Et puis, côté clients, on pourrait se demander : comment savoir si un appel est vraiment celui de sa banque ? Les arnaqueurs sont de plus en plus sophistiqués. Ils utilisent des numéros qui ressemblent à ceux des banques. Ils connaissent des détails personnels. (Bref, c'est un vrai casse-tête.)
Du coup, certaines banques innovent. Elles proposent des applications avec double authentification. D'autres envoient des SMS pour confirmer les opérations. Mais est-ce que c'est assez ? Difficile de dire avec certitude.
Une chose est sûre : ce dossier va faire jurisprudence. D'autres victimes pourraient s'en inspirer. Et les banques vont devoir se poser des questions. (Surtout si elles ne veulent pas finir devant les tribunaux.)
Et vous, que faire pour éviter les arnaques ?
Alors, comment se protéger ? Déjà, méfiez-vous des appels, mails ou SMS inattendus. Votre banque ne vous demandera jamais vos codes par ce biais. (C'est la base, mais ça vaut le coup de le rappeler.)
Ensuite, vérifiez l'identité de votre interlocuteur. Raccrochez et rappelez le numéro officiel de votre banque. Et surtout, ne donnez jamais vos codes, même si on vous dit que c'est urgent.
Autre conseil : activez la double authentification si votre banque le propose. Et surveillez vos comptes régulièrement. Au moindre doute, contactez votre conseiller.
Et si vous tombez dans le panneau ? Agissez vite. Contactez votre banque immédiatement. Portez plainte. Et gardez toutes les preuves. (Car comme le montre ce dossier, la justice peut parfois donner raison aux victimes.)
En attendant, ce dossier pose une question : et si les banques devaient assumer une partie de la responsabilité des arnaques ? La réponse, peut-être, dans les mois à venir.

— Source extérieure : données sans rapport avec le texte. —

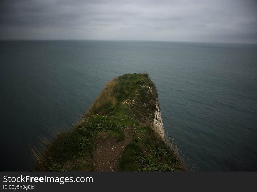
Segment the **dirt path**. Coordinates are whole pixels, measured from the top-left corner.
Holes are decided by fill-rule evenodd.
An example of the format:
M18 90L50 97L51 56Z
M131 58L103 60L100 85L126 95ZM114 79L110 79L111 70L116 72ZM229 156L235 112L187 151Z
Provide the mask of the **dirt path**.
M93 161L95 171L116 171L118 168L119 162L125 147L132 140L133 133L130 128L124 130L125 140L117 142L112 137L95 141L97 148L93 153ZM106 133L102 133L104 136Z

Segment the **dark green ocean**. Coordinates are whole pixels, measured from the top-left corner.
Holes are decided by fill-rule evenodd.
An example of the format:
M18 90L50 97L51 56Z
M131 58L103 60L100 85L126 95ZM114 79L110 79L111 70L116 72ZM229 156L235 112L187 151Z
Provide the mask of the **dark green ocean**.
M257 170L257 45L100 41L0 41L0 170L29 169L39 136L70 129L108 81L142 72L185 158Z

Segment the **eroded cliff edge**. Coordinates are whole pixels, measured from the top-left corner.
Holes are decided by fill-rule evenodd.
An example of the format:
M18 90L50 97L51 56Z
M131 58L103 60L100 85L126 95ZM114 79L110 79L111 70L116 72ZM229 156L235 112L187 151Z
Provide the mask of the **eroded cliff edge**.
M147 74L105 85L70 131L55 131L33 150L41 171L184 171L177 145L165 136L158 94Z

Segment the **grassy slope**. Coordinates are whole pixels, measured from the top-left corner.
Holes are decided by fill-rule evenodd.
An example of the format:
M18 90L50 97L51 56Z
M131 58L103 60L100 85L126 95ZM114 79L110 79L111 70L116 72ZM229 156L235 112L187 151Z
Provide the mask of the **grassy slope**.
M43 140L44 147L33 150L34 170L93 171L99 133L107 132L119 142L129 128L134 136L125 148L119 170L185 170L176 144L164 140L152 126L157 97L147 74L126 74L109 82L71 131L53 133L53 139Z

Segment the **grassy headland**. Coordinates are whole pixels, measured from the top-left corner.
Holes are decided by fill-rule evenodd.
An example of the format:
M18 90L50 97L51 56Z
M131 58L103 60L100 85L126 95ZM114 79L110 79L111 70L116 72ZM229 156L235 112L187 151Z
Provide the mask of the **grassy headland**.
M70 131L53 133L32 150L34 170L186 170L177 144L154 124L157 98L147 74L114 79Z

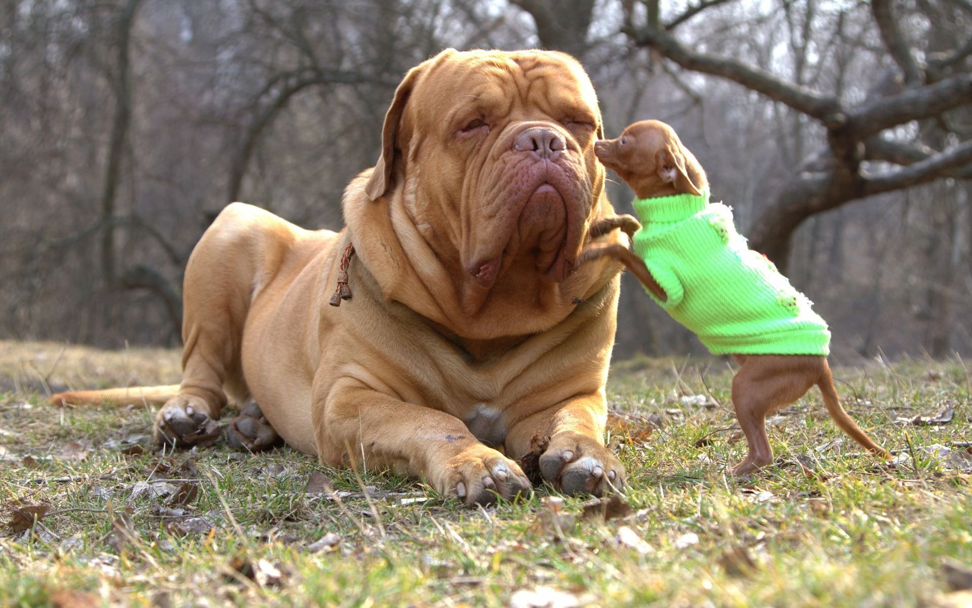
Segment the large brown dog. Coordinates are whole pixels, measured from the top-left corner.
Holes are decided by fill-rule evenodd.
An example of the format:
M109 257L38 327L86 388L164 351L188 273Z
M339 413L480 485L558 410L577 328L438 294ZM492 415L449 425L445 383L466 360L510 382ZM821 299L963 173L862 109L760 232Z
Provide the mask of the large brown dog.
M265 419L248 408L234 421L247 447L276 431L328 464L350 449L469 504L529 488L514 459L547 438L545 480L621 487L602 437L621 267L574 271L592 221L612 215L600 130L568 55L450 50L422 63L396 91L377 165L345 191L347 228L226 207L186 270L182 385L128 394L164 401L156 437L179 445L212 441L226 394L252 395ZM330 306L349 244L353 297Z

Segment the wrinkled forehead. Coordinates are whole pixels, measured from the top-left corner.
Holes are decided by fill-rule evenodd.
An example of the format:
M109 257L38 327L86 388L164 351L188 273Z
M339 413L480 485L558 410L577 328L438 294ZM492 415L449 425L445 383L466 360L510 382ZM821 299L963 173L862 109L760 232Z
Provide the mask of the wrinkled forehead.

Les arnaqueurs utilisent des techniques de plus en plus sophistiquées. Ils peuvent imiter les numéros de téléphone des banques. La meilleure solution ? Raccrochez et rappelez le numéro officiel de votre banque, que vous trouverez sur leur site ou sur vos relevés de compte.
Agissez vite. Contactez votre banque immédiatement. Portez plainte. Et gardez toutes les preuves : relevés de compte, captures d'écran, enregistrements des appels. La justice peut parfois donner raison aux victimes, comme dans ce dossier.
Ce dossier pourrait bien faire jurisprudence. Les banques vont devoir se poser des questions. Elles pourraient renforcer leurs systèmes de sécurité. Et peut-être mieux informer leurs clients des risques. Affaire à suivre.